Auch in puncto Hausarbeit wird Richtung Gleichstellung gelebt: schwedische Männer arbeiten in der Familienphase rund 18,1 Stunden pro Woche im Haushalt – die Frauen bringen es auf 23,8 Stunden.
Der deutsche Durchschnittsvater hingegen verbringt lediglich 13,1 Stunden mit Hausarbeit und überlässt der Durchschnittsmutter mit 33,1 Stunden pro Woche die Arbeit.

Gegenüber der Familie sollten also weitere Möglichkeiten geschaffen werden, die Arbeit gerecht aufzuteilen, sodass beide Parteien davon profitieren. Zudem wäre es sicherlich hilfreich, bereits den Kindern ein gutes Vorbild in Sachen Haushalt zu sein: Damit würden sich sowohl Mädchen als auch Jungen nicht länger hinter Geschlechterrollen verstecken.

Bekannte Frauen in Führungspositionen

Ganz klar nach dem Motto „Women Empowerment“ kürt das Manager Magazin jedes Jahr die 100 einflussreichsten Frauen der Wirtschaft. Die Liste ist kein Ranking, jedoch wird eine Frau immer explizit hervorgehoben und vorgestellt. Im Jahr 2021 war es Martina Merz, Vorsitzende im Vorstand von Thyssenkrupp. Zuvor war sie Managerin bei Bosch und ist seit 2019 für das Essener Unternehmen tätig.

Auch Özlem Türeci hat es als medizinischer Vorstand von BionTech bereits auf die Liste geschafft. Die Ärztin, Wissenschaftlerin und Krebsforscherin hat gemeinsam mit ihrem Mann Uğur Şahin im Jahr 2008 das Unternehmen gegründet. Ausgerechnet die Corona-Pandemie im Jahr 2020 hatte das Paar zu großem Erfolg geführt: Sie entwickelten mit einem starken Team aus 1.800 Mitarbeiter*innen einen mRNA-basierten Impfstoff gegen COVID-19.

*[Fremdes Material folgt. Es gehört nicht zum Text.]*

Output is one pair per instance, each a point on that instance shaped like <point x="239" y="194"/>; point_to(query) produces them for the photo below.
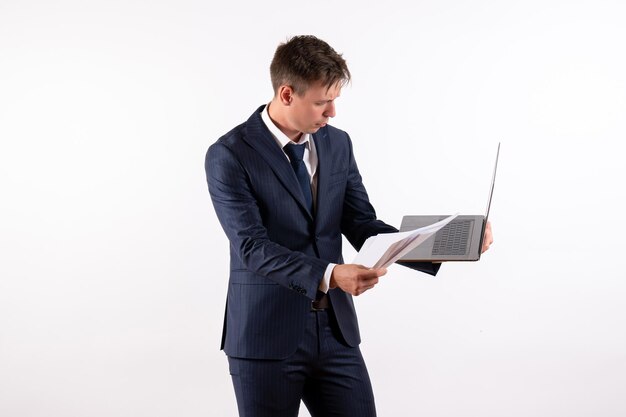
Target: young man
<point x="285" y="187"/>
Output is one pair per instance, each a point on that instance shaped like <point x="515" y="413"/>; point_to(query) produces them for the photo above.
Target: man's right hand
<point x="355" y="279"/>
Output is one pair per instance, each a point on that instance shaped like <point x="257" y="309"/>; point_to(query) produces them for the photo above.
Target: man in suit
<point x="285" y="187"/>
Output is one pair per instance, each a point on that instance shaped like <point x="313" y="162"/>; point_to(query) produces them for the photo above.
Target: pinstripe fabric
<point x="279" y="251"/>
<point x="329" y="376"/>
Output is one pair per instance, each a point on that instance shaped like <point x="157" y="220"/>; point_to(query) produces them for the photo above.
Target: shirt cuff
<point x="325" y="283"/>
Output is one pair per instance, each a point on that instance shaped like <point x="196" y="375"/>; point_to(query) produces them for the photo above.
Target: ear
<point x="285" y="94"/>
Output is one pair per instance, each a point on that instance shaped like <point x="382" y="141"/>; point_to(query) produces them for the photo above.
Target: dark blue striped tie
<point x="295" y="154"/>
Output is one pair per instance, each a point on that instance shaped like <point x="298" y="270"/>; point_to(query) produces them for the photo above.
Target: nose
<point x="330" y="109"/>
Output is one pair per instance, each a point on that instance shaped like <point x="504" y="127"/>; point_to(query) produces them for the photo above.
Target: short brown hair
<point x="305" y="60"/>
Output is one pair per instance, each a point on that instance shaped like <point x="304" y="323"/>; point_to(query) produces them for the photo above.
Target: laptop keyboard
<point x="452" y="239"/>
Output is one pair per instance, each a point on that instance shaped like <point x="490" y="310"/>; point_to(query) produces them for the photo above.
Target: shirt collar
<point x="281" y="139"/>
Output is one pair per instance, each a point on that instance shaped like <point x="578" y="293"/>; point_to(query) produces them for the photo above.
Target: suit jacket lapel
<point x="323" y="169"/>
<point x="260" y="138"/>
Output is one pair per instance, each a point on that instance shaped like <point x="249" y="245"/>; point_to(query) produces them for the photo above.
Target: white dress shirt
<point x="310" y="161"/>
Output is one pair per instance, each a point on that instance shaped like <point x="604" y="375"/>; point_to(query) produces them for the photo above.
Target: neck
<point x="278" y="117"/>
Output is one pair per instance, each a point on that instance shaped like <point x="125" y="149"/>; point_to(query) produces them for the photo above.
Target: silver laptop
<point x="459" y="240"/>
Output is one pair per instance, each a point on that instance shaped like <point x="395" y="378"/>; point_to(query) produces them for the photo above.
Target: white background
<point x="113" y="267"/>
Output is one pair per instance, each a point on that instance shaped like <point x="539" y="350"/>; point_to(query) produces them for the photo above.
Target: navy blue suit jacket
<point x="278" y="250"/>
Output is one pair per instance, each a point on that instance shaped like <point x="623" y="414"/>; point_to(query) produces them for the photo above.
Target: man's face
<point x="312" y="110"/>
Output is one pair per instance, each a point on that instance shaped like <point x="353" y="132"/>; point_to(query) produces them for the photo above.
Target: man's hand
<point x="487" y="239"/>
<point x="355" y="279"/>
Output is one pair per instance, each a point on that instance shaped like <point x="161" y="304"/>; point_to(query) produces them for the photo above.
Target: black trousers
<point x="329" y="376"/>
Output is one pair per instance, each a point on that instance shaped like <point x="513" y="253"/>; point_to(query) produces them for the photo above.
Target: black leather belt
<point x="321" y="303"/>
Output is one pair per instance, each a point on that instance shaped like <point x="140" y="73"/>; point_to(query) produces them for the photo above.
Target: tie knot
<point x="294" y="152"/>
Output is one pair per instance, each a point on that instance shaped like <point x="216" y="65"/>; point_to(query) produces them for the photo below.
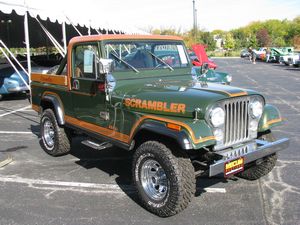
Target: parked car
<point x="10" y="81"/>
<point x="292" y="59"/>
<point x="245" y="53"/>
<point x="199" y="56"/>
<point x="260" y="53"/>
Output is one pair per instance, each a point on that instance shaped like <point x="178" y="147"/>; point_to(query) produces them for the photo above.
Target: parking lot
<point x="94" y="187"/>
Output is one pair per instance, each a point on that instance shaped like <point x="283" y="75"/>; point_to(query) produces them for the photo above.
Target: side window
<point x="85" y="59"/>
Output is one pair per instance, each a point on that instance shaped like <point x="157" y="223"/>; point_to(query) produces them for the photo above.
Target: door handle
<point x="76" y="85"/>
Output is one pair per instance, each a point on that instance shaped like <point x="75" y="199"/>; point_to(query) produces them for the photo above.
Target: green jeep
<point x="138" y="93"/>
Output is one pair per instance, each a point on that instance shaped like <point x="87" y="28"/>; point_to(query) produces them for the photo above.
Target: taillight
<point x="101" y="87"/>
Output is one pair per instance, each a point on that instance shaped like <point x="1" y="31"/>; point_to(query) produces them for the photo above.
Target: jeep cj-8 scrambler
<point x="138" y="93"/>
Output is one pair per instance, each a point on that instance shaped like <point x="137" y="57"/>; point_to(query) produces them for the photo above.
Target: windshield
<point x="138" y="55"/>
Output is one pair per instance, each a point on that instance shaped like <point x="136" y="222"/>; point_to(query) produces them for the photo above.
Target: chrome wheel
<point x="48" y="133"/>
<point x="154" y="180"/>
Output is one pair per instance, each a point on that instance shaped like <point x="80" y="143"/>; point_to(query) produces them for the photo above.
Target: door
<point x="88" y="94"/>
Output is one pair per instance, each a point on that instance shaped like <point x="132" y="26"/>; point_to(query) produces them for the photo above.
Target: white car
<point x="294" y="60"/>
<point x="289" y="59"/>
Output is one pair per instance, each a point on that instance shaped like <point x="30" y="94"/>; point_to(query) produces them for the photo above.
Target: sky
<point x="211" y="14"/>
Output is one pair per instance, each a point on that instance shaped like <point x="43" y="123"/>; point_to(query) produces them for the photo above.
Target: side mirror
<point x="205" y="68"/>
<point x="106" y="66"/>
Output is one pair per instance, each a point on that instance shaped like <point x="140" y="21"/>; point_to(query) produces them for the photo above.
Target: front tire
<point x="260" y="168"/>
<point x="55" y="140"/>
<point x="165" y="180"/>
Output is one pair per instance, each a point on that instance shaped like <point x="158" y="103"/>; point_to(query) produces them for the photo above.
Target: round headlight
<point x="256" y="109"/>
<point x="217" y="116"/>
<point x="229" y="78"/>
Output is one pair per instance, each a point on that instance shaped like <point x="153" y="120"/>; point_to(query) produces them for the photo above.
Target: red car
<point x="199" y="56"/>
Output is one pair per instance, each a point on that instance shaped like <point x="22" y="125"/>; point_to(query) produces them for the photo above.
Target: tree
<point x="263" y="37"/>
<point x="229" y="41"/>
<point x="296" y="42"/>
<point x="279" y="42"/>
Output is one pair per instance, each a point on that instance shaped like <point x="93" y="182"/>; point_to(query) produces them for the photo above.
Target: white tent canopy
<point x="83" y="13"/>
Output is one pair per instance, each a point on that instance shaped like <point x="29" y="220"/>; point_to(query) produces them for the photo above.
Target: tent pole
<point x="27" y="43"/>
<point x="64" y="36"/>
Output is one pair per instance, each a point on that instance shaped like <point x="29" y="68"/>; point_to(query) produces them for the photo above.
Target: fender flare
<point x="57" y="107"/>
<point x="155" y="127"/>
<point x="271" y="117"/>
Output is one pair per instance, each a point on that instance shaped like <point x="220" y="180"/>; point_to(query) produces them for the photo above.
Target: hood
<point x="173" y="98"/>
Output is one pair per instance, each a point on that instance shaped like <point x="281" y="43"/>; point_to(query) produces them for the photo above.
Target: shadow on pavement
<point x="118" y="162"/>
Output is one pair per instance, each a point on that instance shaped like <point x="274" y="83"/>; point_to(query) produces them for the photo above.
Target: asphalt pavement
<point x="94" y="187"/>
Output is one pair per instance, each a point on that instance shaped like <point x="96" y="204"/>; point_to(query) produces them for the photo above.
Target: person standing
<point x="268" y="54"/>
<point x="252" y="55"/>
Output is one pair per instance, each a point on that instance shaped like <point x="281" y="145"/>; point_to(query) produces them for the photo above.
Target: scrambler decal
<point x="155" y="105"/>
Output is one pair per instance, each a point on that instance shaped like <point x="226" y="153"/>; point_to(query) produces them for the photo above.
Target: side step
<point x="95" y="145"/>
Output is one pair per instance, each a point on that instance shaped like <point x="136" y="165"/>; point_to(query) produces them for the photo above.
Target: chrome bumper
<point x="250" y="152"/>
<point x="17" y="89"/>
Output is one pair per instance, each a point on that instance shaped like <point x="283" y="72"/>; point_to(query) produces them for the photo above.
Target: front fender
<point x="270" y="118"/>
<point x="191" y="134"/>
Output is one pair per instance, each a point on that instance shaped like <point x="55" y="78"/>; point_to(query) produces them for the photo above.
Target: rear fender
<point x="57" y="107"/>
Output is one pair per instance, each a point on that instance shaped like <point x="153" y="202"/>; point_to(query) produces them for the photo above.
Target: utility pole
<point x="194" y="15"/>
<point x="195" y="25"/>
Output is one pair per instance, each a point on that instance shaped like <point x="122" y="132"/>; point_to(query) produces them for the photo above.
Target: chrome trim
<point x="251" y="151"/>
<point x="18" y="89"/>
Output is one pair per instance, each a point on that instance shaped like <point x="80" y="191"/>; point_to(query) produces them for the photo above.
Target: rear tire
<point x="165" y="180"/>
<point x="258" y="170"/>
<point x="55" y="140"/>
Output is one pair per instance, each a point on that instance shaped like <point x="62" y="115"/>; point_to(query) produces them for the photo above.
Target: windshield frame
<point x="104" y="43"/>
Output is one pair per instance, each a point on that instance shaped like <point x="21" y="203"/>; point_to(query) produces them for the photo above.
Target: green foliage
<point x="271" y="33"/>
<point x="229" y="41"/>
<point x="263" y="37"/>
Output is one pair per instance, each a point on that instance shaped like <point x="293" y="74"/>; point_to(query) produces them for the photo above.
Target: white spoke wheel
<point x="154" y="180"/>
<point x="165" y="179"/>
<point x="55" y="140"/>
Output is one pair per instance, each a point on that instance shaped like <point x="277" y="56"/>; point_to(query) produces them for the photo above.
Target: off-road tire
<point x="180" y="176"/>
<point x="61" y="136"/>
<point x="262" y="168"/>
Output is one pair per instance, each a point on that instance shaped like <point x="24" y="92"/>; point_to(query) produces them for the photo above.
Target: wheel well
<point x="146" y="135"/>
<point x="47" y="105"/>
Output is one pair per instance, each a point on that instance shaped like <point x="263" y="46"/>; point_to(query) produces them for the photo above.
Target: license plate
<point x="233" y="167"/>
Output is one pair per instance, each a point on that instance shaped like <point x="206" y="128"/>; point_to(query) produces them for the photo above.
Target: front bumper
<point x="250" y="152"/>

Als internationale Pionierin gilt die US-amerikanische Managerin Mary Barra: Die gelernte Elektrotechnikerin sorgte weltweit für Aufsehen als sie 2014 CEO von General Motors, dem bis 2007 größten Autobauer der Welt, geworden ist.

Zeit zum Handeln

Die Politik kann im Beispiel der Frauenquote Gesetze erlassen, die es Frauen ermöglicht, in Führungspositionen oder in einem Vorstand tätig zu sein. Aber damit ist es nicht getan: Denn auch gesamtgesellschaftlich muss ein Umdenken stattfinden, sodass junge Mädchen und Frauen die Möglichkeiten haben, ihr volles Potenzial auszuschöpfen.

Richtlinien der weltweit bekannten Organisationen UN-Women und UN Global Compact, können dabei helfen: Gemeinsam haben sie die sogenannten „Women’s Empowerment Principles“ erstellt, die Frauen in Unternehmen stärken können. Dazu zählen:

1. Die Etablierung einer gleichstellungsfreundlichen Führungskultur
2. Die gleiche Behandlung von Männern und Frauen in einem Unternehmen sowie die Achtung und Förderung der Menschenrechte
3. Die Gewährleistung und Stärkung von Gesundheit, Sicherheit und Wohlergehen aller Arbeitnehmer*innen
4. Die Förderung von Bildung, Ausbildung und der beruflichen Entwicklung von Frauen, sowie die Bereitstellung der dazugehörigen Informationen
5. Die Förderung des Unternehmertums von Frauen und die Stärkung ihrer Rolle
6. Die Förderung zur Gleichstellung mithilfe von gemeinschaftlichen Initiativen und Lobbyarbeit
7. Die Veröffentlichung von messbaren Kennzahlen und Informationen über den Fortschritt

Natürlich ist mit diesen sieben Schritten noch lange keine „Gender Pay Gap“ geschlossen oder die Gleichstellung erreicht – dennoch können die Richtlinien dazu dienen, Frauen zu stärken und zu fördern. Zudem gibt es die Möglichkeit, Mitglied einer Initiative oder eines Fördervereins zu werden. Beispiele dafür wären Frauen in Führung oder FiDar. Vereine wie diese können nicht nur einen Mehrwert für das eigene Unternehmen bringen, sondern auch potenzielle Bewerber*innen anziehen.

Ein kleiner Beitrag kann manchmal schon ein großer Schritt Richtung Gleichstellung sein.